Project: LocateAnything — lives in the Embodied directory of NVIDIA’s Eagle repo Paper: LocateAnything (PDF) — Wang, Liu, Kuang, Wei, et al., arXiv:2605.27365 (2026) Model: nvidia/LocateAnything-3B · Demo: HF Space License: code Apache 2.0, weights under the NVIDIA Model License

TL;DR

LocateAnything is a 3B vision-language model for visual grounding — point at an object with a box, detect many objects at once, localize a GUI element or a line of text, drop a point on a target. The interesting bit is how it emits boxes: instead of generating coordinate tokens autoregressively, one number after another, it uses Parallel Box Decoding (PBD) to predict each box as a single atomic unit in one forward pass. The payoff is throughput — a reported 12.7 boxes-per-second on an H100, ~10× faster than Qwen3-VL and ~2.5× faster than Rex-Omni — while still landing SOTA accuracy on grounding benchmarks.

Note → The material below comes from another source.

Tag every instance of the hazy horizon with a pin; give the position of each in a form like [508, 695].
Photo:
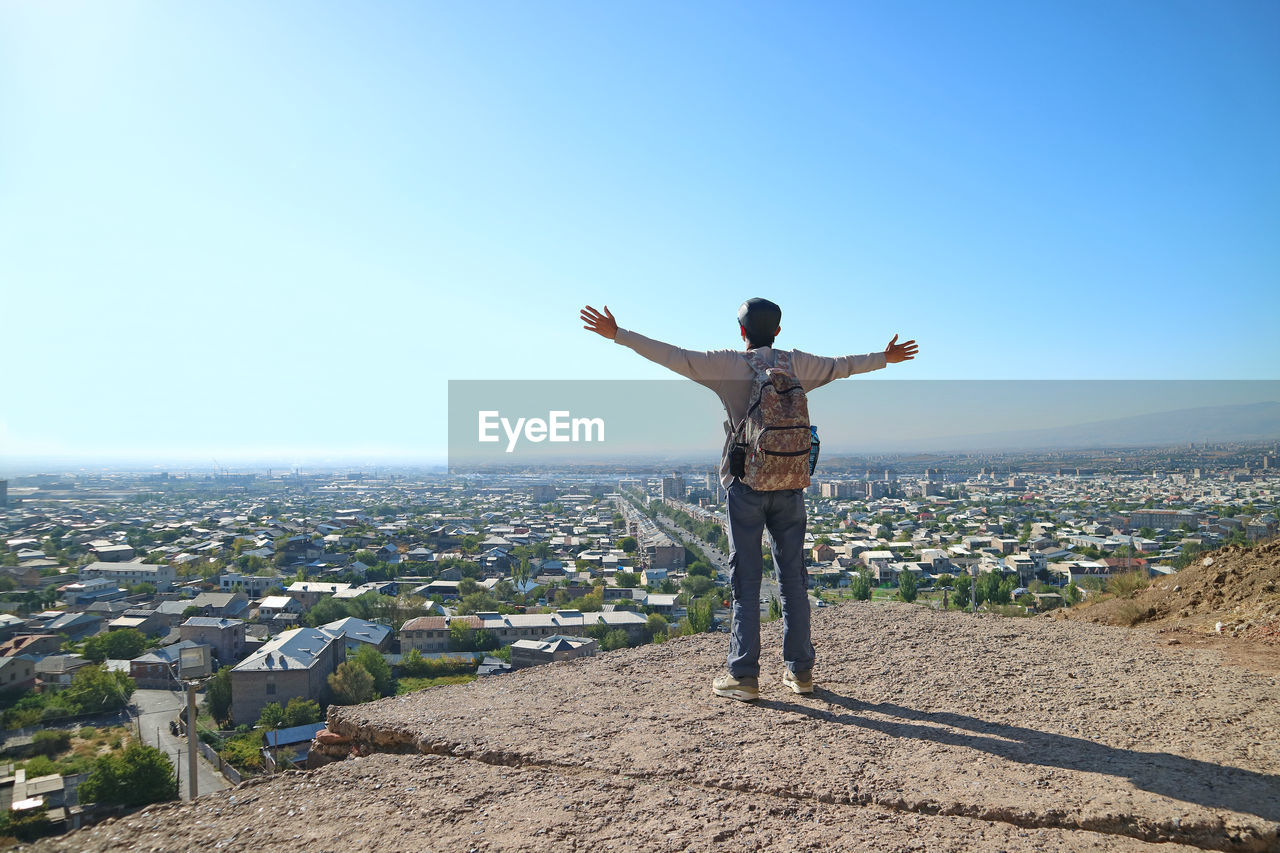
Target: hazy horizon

The problem with autoregressive boxes

Most VLM-based detectors fold localization into text generation: a box becomes a little string like [x1, y1, x2, y2], emitted token by token. That’s elegant — one unified head for everything — but it’s slow and fragile at scale. Decoding 50 objects means decoding hundreds of coordinate tokens strictly in sequence, and a single mis-sampled digit mid-box corrupts the geometry. The autoregressive prior also doesn’t really want to model “a set of boxes”; it models “a sequence of characters that happen to be coordinates.”

Approach

Two ideas carry the work:

Parallel Box Decoding. A box is treated as one atomic output rather than a token sequence, so geometric coherence is preserved and many boxes decode concurrently. This is where the throughput comes from — the model isn’t paying the per-token serialization tax for every coordinate.
Hybrid inference. A fast multi-token-prediction (MTP) path does the bulk of the work, with a next-token-prediction (NTP) fallback for stability when the fast path is uncertain. You get speed by default and correctness when it matters.

The stack itself is conventional in the good way: a Moon-ViT vision encoder at native resolution, an MLP projector bridge, and a Qwen2.5 language decoder. On Hopper/Blackwell it can use MagiAttention; otherwise it falls back to plain SDPA.

What it was trained on

LocateAnything-Data is the other half of the story: ~138M language queries and ~785M boxes across ~12M images, spanning detection, referring-expression comprehension, GUI grounding, OCR/text localization, layout understanding, and pointing. One model, one schema, six task families.

Results

A single backbone covering a spread that usually needs separate specialist models:

LVIS — 50.7 F1 (open-vocabulary detection)
COCO — 54.7 F1
ScreenSpot-Pro — 60.3 avg (GUI element grounding)
DocLayNet — 76.8 F1 (document layout)

Why it matters (to me)

The recurring lesson is that output representation is a design decision, not a given. The field defaulted to “everything is a token sequence” because it unified training, but for structured spatial outputs that default quietly costs you an order of magnitude in throughput. PBD is a clean reminder that when your output has structure — a box is four numbers with geometric constraints, not four independent characters — modeling that structure directly beats forcing it through the autoregressive funnel. For anything robotics- or agent-facing, where you’re localizing dozens of things per frame in a loop, that 10× is the difference between usable and not.